I offer him a smile.
“Business trip,” he adds by way of explanation.
“Actually I’m on the point of leaving. I’m planning to get back to town tonight. Mission accomplished.”
Then he strokes me gently on the cheek.
“Unless you need company?”
“I don’t know,” I say nodding towards the kid, who is standing there perfectly still, watching our lips.
“You’re certainly one hell of a skater.”
“Thanks, you too.”
The boy gets the dry sleeping bag and I a blanket, but as soon as I come across a co-op I intend to buy two new eiderdown quilts, adult size. The boy pours the sand and pebble out of his shoes into the sleeping bag. There are multi-coloured fleece rugs on the floor.
“It smells old in here,” he says. Or maybe he’s saying that I smell good. He must be already missing kindergarten and his mommy and grandad, who sometimes comes to collect him, but at least he thinks I’m nice and that I still smell good, even though I know I must smell of rain and all the people we’ve encountered on our journey. After slipping into his sleeping bag he tries to speak in a low voice and wan
ts to whisper something to me in confidence, but his voice comes out as loud and resonant, despite his utmost efforts.
His hand is too small to enclose all the signs of the world in words. But I have three books in the car to teach me how to understand a deaf child; I just need to make time to read them.
Having kicked and tossed under the duvet every night since I collected him from kindergarten over ten days ago, the boy sleeps to dawn without stirring.
I’m also tired. A deep depression looms over the country and I am lying in its eye, while the outside world remains enveloped in a mist.
There is some movement in the corridor; I even think I hear a faint knock on the door. A drowsy numbness starts to spread across my forehead and then descends to my cheeks. Bit by bit, I feel the day fading, odours and sounds evaporate. I sense the world withdrawing behind a thick woollen blanket with brown squares, as the flow of honey-sweetened hot milk trickles through my veins. Someone is holding me tightly. I have a vivid feminine dream and feel the mountain towering over me. When I wake up later to see if the little, dead still body beside me is still breathing, I feel as if someone were quietly closing the bedroom door behind me, but I’m too exhausted to tear myself away from my dream and get out of bed. Although I feel no need to lock the car at night, I do distinctly remember having locked the bedroom door. Granny never locked the little blue house on the seashore when she went south, not even when she spent five months recovering in the geriatric ward of the local clinic one winter. I don’t even remember there ever having been a key to the house. It was open to anyone, always full of all kinds of guests, ministers, men out of jail or stone-collectors from around the globe—they sat all together at the kitchen table eating layered tart with jam.

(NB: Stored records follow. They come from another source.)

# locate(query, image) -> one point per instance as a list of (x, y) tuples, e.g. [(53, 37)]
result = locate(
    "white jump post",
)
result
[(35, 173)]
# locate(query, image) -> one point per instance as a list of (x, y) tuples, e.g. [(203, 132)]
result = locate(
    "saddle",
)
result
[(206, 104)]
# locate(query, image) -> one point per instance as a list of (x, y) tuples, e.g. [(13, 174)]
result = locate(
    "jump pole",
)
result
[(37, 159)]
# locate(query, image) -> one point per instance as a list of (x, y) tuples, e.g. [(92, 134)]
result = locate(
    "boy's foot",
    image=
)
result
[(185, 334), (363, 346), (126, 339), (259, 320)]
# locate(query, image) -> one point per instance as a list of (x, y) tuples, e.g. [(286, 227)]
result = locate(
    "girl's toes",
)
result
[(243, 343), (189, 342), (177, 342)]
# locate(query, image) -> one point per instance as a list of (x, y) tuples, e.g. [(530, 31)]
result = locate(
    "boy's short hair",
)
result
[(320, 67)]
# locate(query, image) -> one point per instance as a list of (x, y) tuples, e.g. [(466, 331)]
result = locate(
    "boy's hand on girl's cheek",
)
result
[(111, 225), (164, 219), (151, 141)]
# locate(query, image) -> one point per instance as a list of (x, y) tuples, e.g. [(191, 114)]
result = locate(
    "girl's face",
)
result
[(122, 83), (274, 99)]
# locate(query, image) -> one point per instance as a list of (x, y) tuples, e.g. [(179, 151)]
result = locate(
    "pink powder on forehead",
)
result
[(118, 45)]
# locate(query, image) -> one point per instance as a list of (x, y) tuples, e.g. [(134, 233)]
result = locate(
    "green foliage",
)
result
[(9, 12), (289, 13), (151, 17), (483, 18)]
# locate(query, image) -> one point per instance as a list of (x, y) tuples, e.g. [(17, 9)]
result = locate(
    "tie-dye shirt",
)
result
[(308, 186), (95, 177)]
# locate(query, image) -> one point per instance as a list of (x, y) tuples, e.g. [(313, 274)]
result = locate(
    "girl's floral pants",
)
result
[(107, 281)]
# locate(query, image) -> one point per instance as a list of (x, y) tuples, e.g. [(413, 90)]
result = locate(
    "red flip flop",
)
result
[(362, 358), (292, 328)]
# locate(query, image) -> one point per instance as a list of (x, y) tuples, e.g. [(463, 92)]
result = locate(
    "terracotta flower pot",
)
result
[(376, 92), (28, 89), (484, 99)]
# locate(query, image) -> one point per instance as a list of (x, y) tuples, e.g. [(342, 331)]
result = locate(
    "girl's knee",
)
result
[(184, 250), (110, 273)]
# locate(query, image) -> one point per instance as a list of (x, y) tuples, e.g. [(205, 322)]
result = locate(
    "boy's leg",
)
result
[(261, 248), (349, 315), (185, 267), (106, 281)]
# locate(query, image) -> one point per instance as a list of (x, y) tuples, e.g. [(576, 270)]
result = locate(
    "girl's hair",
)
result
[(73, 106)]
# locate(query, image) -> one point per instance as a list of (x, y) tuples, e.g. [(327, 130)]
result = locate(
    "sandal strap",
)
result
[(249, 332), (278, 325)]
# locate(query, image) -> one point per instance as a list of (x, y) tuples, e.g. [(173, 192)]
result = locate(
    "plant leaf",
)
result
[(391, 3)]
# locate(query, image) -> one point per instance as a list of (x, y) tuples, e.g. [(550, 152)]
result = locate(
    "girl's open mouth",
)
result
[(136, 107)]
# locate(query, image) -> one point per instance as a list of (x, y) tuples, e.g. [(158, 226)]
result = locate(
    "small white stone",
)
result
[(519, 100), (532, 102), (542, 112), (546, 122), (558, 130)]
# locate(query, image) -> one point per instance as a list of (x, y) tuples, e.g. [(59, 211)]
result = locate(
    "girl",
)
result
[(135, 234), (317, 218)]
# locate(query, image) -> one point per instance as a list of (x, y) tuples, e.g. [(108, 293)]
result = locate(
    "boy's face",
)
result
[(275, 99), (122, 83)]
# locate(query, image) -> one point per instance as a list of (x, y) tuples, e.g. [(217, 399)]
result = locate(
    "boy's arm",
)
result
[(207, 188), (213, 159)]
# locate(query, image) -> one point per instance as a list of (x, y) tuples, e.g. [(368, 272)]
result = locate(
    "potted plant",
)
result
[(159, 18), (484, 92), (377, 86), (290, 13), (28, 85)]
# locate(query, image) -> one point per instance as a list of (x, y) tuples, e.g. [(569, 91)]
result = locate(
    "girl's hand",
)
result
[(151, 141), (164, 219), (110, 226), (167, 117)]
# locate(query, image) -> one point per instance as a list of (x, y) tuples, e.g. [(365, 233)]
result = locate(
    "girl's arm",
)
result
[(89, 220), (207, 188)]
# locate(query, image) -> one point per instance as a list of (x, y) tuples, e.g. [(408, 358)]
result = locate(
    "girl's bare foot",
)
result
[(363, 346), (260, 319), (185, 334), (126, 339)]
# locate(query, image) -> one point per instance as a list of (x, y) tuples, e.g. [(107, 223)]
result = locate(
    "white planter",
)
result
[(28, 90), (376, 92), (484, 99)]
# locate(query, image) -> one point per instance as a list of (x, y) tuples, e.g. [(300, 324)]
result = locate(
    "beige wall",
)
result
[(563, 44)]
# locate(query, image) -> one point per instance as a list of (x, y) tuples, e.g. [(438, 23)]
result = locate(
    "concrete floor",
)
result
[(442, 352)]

Once, during my last summer in the east, I was kissed on the guest mattress in the attic, without knowing by what cousin. It was almost as if nothing had happened. I barely felt it, but nevertheless knew that it was inappropriate. The following morning I wasn’t quite sure and couldn’t remember which of the two brothers had slept on the left side. I felt no change except that, for the first time, I asked Grandad to serve me coffee and Icelandic pancakes instead of porridge. After that Granny decided out of the blue that we were too big for the guests’ mattress. On the first night I slept alone in the living room, I dreamt I was wearing a half-knit white woollen cardigan with brass buttons.